Die Bagatellgrenze für Verurteilungen zu Geldstrafen bis zu 60 Tagessätzen bedeutet, dass solche Verurteilungen ab dem 1. April 2024 nicht mehr im Führungszeugnis erscheinen werden. Dies ist eine wichtige Neuerung im Rahmen der Reform des Bundeszentralregistergesetzes (BZRG).
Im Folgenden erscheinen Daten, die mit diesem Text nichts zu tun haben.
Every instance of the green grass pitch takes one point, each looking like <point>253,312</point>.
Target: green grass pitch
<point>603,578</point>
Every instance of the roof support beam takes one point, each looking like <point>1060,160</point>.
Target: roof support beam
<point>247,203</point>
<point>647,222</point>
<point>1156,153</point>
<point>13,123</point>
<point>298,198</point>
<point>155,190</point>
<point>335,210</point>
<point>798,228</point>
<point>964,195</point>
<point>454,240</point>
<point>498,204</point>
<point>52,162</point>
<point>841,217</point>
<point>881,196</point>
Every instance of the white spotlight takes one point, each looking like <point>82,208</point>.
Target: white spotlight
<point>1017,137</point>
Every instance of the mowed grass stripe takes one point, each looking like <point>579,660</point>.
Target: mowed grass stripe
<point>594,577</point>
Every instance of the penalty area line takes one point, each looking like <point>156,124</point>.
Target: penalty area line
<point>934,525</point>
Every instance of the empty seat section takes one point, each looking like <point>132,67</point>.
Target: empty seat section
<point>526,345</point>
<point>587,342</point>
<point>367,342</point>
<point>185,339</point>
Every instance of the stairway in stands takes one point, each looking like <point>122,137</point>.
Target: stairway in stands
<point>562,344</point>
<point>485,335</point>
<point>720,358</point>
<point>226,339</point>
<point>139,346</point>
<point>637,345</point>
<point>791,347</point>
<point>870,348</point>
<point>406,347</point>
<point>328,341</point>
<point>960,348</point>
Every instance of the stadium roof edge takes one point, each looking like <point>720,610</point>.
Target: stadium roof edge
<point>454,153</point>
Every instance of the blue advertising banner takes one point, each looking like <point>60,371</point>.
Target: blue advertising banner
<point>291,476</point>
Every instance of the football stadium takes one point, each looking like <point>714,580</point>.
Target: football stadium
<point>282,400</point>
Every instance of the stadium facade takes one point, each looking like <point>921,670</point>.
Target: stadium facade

Konkrete Auswirkungen der Bagatellgrenze

Wenn Sie zu einer Geldstrafe von bis zu 60 Tagessätzen verurteilt wurden, wird diese Verurteilung zukünftig nicht mehr in Ihrem Führungszeugnis aufgeführt. Das bedeutet für Sie konkret:

  • Verbesserte Chancen auf dem Arbeitsmarkt: Potenzielle Arbeitgeber werden diese Verurteilung nicht mehr sehen, wenn sie ein Führungszeugnis von Ihnen anfordern.
  • Erleichterter Zugang zu bestimmten Berufen: Berufe, die ein einwandfreies Führungszeugnis voraussetzen, werden für Sie leichter zugänglich.
  • Geringere soziale Stigmatisierung: Die Verurteilung bleibt in vielen Lebensbereichen unsichtbar, was Ihre gesellschaftliche Teilhabe erleichtern kann.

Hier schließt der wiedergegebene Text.